The public accounts of the province show that the total cost to taxpayers to run the ferry for the past three seasons is over $34 million, but the government refuses to release details of the deal, most notably the built-in profit for Bay Ferries, also known as the “management fee.”
Incidentally, the published public accounts of the province and the committee bearing the same name is not some cosmic coincidence. The purpose of the committee is – or was – to scrutinize the province’s accounts in detail and for value. But, over a series of meetings, the Liberals managed to limit the committee’s scope, until it is no longer capable of properlyperforming that function.
Premier Stephen McNeil’s promise of an open and transparent government fits neatly into the same category as Donald Trump’s promise that Mexico will pay for the wall.

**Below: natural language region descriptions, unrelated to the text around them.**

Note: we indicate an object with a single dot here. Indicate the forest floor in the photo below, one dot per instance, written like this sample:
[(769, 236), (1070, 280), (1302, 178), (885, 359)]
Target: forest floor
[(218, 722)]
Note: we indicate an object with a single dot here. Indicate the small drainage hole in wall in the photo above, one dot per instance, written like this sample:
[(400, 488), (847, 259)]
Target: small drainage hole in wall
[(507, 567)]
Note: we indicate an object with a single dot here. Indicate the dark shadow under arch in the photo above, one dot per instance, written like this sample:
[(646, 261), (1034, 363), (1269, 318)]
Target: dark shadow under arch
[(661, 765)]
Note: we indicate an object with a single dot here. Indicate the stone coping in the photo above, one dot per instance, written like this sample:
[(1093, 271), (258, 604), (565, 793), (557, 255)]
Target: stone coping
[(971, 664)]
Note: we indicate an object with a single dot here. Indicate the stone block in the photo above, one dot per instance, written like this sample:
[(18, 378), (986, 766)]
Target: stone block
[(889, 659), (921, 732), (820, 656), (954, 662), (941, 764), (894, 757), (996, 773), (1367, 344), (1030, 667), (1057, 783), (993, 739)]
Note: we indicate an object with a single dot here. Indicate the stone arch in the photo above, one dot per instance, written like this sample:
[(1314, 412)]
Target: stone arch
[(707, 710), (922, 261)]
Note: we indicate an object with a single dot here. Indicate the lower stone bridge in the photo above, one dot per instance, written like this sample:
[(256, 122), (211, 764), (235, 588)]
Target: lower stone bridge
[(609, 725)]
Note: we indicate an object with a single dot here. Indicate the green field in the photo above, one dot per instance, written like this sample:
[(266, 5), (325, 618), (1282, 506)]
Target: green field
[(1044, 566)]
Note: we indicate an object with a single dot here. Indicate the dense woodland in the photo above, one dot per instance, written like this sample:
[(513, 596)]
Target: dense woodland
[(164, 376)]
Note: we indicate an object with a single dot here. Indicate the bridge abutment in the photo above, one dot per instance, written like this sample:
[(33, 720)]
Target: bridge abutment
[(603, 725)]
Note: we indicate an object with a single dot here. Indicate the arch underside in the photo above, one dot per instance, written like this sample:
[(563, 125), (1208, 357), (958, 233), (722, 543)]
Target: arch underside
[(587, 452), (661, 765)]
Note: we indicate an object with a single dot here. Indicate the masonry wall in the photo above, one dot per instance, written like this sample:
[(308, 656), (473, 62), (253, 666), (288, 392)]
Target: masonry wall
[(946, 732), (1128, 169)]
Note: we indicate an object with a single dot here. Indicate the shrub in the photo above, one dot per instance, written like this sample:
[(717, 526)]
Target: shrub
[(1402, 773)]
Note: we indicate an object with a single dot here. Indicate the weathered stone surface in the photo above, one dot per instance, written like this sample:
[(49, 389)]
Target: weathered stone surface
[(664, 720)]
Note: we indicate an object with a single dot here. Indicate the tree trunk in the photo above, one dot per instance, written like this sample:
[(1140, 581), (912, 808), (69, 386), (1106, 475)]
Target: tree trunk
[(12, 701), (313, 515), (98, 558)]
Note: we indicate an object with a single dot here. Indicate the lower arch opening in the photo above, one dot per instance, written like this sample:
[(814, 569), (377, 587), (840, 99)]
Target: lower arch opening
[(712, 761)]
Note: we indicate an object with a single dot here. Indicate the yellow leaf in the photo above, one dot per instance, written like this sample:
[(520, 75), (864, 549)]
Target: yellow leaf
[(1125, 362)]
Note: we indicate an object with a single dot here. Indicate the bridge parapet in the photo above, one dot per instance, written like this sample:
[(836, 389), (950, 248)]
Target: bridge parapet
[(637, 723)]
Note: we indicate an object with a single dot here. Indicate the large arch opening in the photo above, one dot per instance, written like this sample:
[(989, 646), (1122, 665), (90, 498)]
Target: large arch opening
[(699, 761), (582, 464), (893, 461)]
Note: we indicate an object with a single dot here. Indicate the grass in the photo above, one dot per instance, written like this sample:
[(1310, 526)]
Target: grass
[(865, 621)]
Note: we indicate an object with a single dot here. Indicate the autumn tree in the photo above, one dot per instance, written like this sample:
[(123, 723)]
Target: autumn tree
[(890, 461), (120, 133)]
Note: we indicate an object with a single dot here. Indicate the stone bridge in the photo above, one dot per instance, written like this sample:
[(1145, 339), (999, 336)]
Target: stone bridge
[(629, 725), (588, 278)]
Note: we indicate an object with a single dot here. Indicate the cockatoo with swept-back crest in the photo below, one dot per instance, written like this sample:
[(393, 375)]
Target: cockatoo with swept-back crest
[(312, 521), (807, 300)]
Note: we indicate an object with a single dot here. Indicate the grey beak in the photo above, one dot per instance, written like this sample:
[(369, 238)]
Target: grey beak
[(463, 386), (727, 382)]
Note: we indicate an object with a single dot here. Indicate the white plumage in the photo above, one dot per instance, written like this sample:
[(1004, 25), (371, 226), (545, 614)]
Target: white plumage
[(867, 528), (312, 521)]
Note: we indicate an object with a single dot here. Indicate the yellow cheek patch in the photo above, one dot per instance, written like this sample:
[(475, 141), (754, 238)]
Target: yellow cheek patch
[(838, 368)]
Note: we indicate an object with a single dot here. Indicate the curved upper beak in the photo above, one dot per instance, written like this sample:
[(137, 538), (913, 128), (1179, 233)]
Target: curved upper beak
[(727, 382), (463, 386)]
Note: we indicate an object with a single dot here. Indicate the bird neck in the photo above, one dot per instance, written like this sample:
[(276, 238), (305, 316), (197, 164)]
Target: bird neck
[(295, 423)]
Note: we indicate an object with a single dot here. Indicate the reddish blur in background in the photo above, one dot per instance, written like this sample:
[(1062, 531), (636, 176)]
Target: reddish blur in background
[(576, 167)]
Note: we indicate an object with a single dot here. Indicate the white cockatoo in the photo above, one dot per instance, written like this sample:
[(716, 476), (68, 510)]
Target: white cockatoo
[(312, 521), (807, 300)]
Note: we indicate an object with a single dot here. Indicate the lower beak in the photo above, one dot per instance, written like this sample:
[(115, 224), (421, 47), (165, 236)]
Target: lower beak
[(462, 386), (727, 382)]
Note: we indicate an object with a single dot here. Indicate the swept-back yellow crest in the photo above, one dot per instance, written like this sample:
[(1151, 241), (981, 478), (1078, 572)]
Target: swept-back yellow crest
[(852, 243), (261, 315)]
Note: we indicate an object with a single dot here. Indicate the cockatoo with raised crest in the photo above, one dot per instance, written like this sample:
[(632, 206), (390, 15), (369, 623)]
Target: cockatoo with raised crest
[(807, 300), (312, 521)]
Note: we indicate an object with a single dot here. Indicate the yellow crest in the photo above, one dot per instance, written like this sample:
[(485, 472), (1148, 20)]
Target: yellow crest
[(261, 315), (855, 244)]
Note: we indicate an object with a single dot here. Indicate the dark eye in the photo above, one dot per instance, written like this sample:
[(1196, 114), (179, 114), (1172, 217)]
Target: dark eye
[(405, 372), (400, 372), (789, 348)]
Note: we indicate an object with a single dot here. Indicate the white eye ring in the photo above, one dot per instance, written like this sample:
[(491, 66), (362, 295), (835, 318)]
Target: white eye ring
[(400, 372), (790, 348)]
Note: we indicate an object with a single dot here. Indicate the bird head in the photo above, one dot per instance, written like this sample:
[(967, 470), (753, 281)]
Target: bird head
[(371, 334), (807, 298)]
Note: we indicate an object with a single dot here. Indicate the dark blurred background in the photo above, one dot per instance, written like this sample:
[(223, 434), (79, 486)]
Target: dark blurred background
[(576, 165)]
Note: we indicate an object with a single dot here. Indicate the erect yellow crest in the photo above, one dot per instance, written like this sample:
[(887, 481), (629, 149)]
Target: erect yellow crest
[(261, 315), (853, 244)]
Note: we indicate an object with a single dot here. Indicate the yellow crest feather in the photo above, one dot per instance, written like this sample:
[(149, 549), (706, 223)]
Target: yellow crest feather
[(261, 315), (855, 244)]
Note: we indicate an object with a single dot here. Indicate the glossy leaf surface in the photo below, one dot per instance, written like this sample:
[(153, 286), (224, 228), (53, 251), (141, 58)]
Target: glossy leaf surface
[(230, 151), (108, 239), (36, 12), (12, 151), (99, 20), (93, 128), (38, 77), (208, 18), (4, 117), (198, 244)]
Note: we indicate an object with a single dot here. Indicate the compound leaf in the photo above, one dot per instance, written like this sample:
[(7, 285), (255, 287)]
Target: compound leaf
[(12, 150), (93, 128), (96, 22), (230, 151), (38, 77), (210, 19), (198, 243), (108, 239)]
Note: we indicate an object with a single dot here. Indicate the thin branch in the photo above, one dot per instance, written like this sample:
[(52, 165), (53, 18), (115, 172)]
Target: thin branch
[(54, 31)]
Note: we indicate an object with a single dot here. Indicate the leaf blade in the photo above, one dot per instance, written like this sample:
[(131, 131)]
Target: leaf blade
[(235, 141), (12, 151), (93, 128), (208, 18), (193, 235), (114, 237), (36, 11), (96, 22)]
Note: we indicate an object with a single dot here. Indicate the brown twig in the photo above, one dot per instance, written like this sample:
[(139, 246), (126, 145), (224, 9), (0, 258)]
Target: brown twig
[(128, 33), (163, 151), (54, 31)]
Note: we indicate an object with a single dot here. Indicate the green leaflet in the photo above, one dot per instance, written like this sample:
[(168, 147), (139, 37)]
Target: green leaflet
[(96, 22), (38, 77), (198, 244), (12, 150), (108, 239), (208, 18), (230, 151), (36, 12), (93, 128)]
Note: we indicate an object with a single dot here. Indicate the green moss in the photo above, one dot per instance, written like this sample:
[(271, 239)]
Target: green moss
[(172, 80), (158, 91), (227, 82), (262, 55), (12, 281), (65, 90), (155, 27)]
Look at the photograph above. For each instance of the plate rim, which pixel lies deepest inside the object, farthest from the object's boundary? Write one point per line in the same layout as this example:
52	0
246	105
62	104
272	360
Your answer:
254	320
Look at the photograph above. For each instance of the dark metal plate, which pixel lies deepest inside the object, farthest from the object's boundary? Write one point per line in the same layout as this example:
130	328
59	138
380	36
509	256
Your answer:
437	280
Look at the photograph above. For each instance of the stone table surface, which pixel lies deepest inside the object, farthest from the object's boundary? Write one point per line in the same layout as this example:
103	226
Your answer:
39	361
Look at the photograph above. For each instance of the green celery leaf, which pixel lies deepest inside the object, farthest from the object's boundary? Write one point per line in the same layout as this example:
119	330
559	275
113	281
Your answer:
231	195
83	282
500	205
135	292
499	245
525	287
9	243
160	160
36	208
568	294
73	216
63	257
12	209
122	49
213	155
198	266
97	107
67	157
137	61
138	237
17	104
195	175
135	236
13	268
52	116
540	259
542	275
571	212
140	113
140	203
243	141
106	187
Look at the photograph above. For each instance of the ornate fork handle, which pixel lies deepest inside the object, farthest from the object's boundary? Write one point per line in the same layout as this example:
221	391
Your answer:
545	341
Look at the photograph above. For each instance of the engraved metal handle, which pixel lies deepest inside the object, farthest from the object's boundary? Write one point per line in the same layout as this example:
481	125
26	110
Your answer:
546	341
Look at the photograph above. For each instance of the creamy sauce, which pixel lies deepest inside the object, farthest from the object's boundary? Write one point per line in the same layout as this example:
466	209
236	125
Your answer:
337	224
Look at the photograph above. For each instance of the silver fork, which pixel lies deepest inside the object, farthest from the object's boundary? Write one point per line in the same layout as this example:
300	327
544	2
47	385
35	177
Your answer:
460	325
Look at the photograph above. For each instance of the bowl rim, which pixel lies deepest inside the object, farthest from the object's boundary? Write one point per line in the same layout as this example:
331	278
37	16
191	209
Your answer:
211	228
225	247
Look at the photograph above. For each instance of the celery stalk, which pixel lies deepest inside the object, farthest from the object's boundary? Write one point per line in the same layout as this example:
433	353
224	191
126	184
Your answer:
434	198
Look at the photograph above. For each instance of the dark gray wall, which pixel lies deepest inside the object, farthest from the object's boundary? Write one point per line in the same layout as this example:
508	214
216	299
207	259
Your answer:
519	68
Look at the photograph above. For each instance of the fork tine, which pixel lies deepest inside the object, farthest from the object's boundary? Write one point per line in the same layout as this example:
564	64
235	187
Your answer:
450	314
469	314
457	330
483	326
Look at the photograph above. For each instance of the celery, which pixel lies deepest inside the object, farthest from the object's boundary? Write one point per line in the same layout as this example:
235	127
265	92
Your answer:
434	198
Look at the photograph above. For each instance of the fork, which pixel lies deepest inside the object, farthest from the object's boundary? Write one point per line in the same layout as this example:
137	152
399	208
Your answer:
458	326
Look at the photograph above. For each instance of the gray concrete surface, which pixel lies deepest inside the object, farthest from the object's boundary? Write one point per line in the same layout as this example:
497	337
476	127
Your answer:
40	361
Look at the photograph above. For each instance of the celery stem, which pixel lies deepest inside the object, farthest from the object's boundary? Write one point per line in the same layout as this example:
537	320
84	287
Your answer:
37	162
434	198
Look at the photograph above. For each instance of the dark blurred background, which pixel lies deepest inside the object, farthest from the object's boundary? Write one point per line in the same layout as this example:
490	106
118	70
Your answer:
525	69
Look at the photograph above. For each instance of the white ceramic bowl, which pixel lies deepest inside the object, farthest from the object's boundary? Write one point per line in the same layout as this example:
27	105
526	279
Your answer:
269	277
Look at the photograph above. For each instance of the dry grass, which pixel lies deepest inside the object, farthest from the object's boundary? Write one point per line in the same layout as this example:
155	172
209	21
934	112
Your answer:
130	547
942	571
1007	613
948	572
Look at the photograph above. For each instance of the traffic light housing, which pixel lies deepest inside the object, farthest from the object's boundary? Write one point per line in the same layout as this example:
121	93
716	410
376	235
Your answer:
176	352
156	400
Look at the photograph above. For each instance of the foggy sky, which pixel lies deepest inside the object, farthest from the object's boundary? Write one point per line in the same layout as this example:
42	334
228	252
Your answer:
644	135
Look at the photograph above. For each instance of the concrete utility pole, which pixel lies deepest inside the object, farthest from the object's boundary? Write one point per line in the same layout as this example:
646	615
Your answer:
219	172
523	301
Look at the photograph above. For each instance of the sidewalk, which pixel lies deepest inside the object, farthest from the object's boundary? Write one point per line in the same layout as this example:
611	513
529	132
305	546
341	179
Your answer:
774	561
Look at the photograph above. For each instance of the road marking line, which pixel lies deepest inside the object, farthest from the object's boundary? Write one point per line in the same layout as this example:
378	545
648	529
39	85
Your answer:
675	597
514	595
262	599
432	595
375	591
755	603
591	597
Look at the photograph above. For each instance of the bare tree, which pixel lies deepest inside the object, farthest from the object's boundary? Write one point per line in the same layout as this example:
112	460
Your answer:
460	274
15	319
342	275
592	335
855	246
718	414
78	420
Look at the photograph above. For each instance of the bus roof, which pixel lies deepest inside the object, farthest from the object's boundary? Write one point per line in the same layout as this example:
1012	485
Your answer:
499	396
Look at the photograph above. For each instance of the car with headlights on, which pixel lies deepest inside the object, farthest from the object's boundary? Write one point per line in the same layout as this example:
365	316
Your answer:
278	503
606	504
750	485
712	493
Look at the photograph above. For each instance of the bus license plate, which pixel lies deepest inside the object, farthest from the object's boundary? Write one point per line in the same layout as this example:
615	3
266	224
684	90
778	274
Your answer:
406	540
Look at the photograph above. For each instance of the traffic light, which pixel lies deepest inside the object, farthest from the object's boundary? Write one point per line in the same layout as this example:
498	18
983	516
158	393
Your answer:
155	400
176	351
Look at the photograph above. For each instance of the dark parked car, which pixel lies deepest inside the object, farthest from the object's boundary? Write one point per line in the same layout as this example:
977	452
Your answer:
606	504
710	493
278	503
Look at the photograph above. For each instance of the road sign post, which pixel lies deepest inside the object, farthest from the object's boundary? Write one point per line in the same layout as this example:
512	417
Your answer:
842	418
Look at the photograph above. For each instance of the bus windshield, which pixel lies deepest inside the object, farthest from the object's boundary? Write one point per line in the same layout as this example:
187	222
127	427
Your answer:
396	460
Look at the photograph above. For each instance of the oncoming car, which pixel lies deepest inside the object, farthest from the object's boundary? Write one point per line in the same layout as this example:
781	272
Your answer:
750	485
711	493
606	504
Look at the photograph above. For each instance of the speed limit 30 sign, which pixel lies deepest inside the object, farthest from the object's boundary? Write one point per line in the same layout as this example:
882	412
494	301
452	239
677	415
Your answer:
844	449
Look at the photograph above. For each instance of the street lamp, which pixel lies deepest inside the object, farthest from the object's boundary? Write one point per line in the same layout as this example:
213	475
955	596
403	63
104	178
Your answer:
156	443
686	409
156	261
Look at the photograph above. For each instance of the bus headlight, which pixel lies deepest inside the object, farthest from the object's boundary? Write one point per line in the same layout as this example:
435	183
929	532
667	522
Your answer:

Bay Ferries move from Portland to Bar Harbour will cost Nova Scotians several million dollars. If you want to look on the bright side, Nova Scotian taxpayers can take heart that their money is creating much-needed employment and economic activity in northern Maine.
As a Nova Scotian taxpayer, you will foot the bill to lease the Bar Harbour ferry terminal - $1.3 million for five years – but first you have to pay to rebuild that old terminal and you’re going to get stuck with the bill for American border security, too. All of that is in addition to the operating subsidy, management fees, and incentives that the province pays Bay Ferries.
Fully-subsidizing the Yarmouth-to-Maine ferry service is a policy decision for the government. If the government wants to buy docks and build terminals and pay border guards in Maine, and pile on a hefty profit for the ferry’s operator, it can do that.
But it also has to account for that spending, and the opposition’s job is to scrutinize the government’s spending for probity and value.
Except, in Nova Scotia the deck is stacked, the fix is in, the government controls all the information and decides which parts of its deal with Bay Ferries see the light of day. An informed public debate is impossible, because only the government has the information.
The Liberal backbenchers who sit on the committee have, under direction from the government, done real damage to the cause of accountable government in Nova Scotia. They’ve diminished the role of the legislature, at the direction of the executive (the cabinet).
They are likely under the delusion that this is all just politics. It isn’t. Nova Scotians have a right to know what their government is doing and how it is spending their money. That right has been diminished at the hands of five Liberal backbenchers, some of whom likely got into public life for better reasons.
Maybe it’s time some of them ask themselves if they are serving the right master – the people who loan them their seats in the legislature, or the government that keeps those same people in the dark.
A government that works this hard to avoid scrutiny, can’t withstand scrutiny.